You are viewing a plain text version of this content. The canonical link for it is here.
Posted to dev@tuscany.apache.org by Thomas Gentsch <tg...@e-tge.de> on 2013/02/19 16:32:16 UTC

SDO and XML escapes (Java and C++)

Hello all,

we are using both C++ and Java SDO in a project and discovered some
misbehavior in the C++ components with XML data converted from/to SDO if
the XML contains either escaped chars of CDATA. Java seems to do it
mostly right (see below)

When looking at the SDO (C++ M3) code and searching on the web (e.g.
[1]) it looks as if this topic seemed a bit, well, incomplete in the C++
world.

The problem (C++):
- loading an XML with CDATA inside works nicely, the CDATA remains 
  intact, therefore saving works nicely too.
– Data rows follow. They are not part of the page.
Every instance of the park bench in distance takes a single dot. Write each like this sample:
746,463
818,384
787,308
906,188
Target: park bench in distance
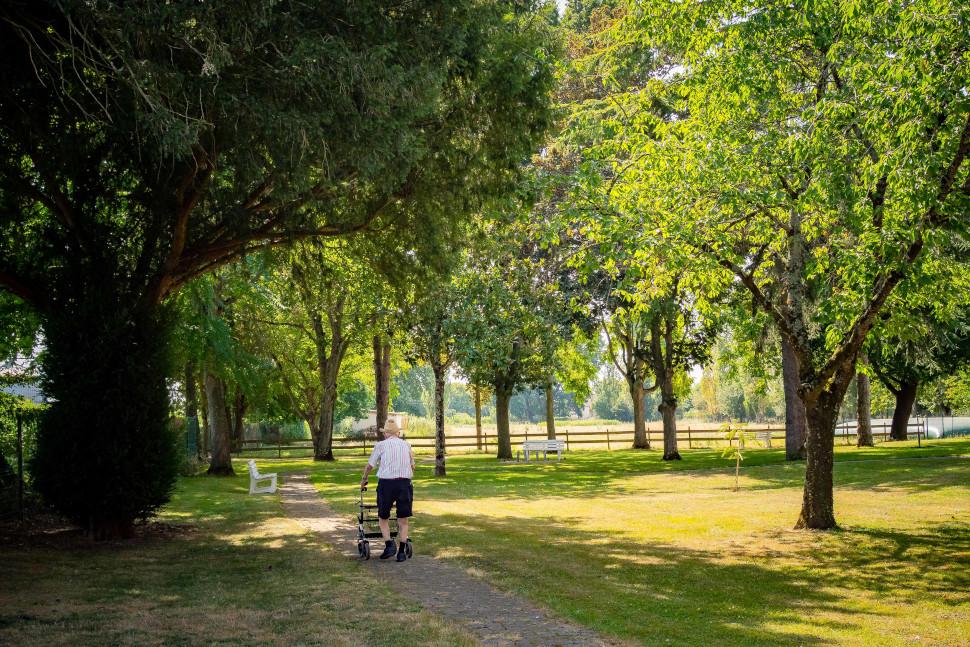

However, if I do a 
  DataObjectPtr->getCString(), I get the CDATA in the returned value - 
  means as a user I have to deal with that :-|
- loading an XML with escaped (e.g. &lt;) works too, libxml2 converts 
  these chars. getCString() returns the real text (e.g. "<"), but 
  saving does not re-insert the escaping - i.e. the resulting XML is 
  not usable anymore (TUSCANY-1553)
In Java this looks much better and quite as I'd expect it to:
- loading XML with either constructs works
- using getCString() just returns the real text with the escaped 
  sections converted
- saving works too, CDATA are lost but are rather converted back to 
  escaped XML - this is not the *original* XML anymore but at least it 
  is valid and logically it is the same as the input
- Example:
  Input XML:
     <tns1:name>&#252;&lt;&gt;bla blub <![CDATA[ <<>> ]]></tns1:name>
  getCString() in Java:
     "ü<>bla blub  <<>> "
  Saving this as XML:
     <tns1:name>ü&lt;>bla blub  &lt;&lt;>> </tns1:name>
  The only questionable thing is the saved "ü" ... to be 
  converted back to &uuml; or &#252; ?

Anyway, now the question: As it seems there were discussions going on
when SDO C++ has been implemented - has the approach above (as in Java)
ever been considered and, if so, why has it not been followed?
I believe that this would have been also much simpler than it is today:
- while parsing
  - the cdata handler function of the SAX2 handler just 
    appends the text returned by libxml2
  - escaped chars are converted by libxml2 anyway
- the property value now contains the real text
  (e.g. "ü<>bla blub  <<>> ") and returns it just as-is in getCString()
- setting that property also just sets the passed-in value
- saving the property just calls libxml2 xmlTextWriterWriteString() 
  which should escape the special chars

Another advantage is that users don't need to worry about (un)escaping
special chars or CDATA as today.

Any insight is very welcome!
Regards,
  tge


Re: SDO and XML escapes (Java and C++)

Posted by Thomas Gentsch <tg...@e-tge.de>.
I suppose, nobody really cares :-) but I entered a Jira anyway
(TUSCANY-4075)
I looked further into it for potential side effects and commented in
Jira - was not sure about sequences and lists but that should be safe
too (and at least not worse than today).

I tested it and did not find any problems so far.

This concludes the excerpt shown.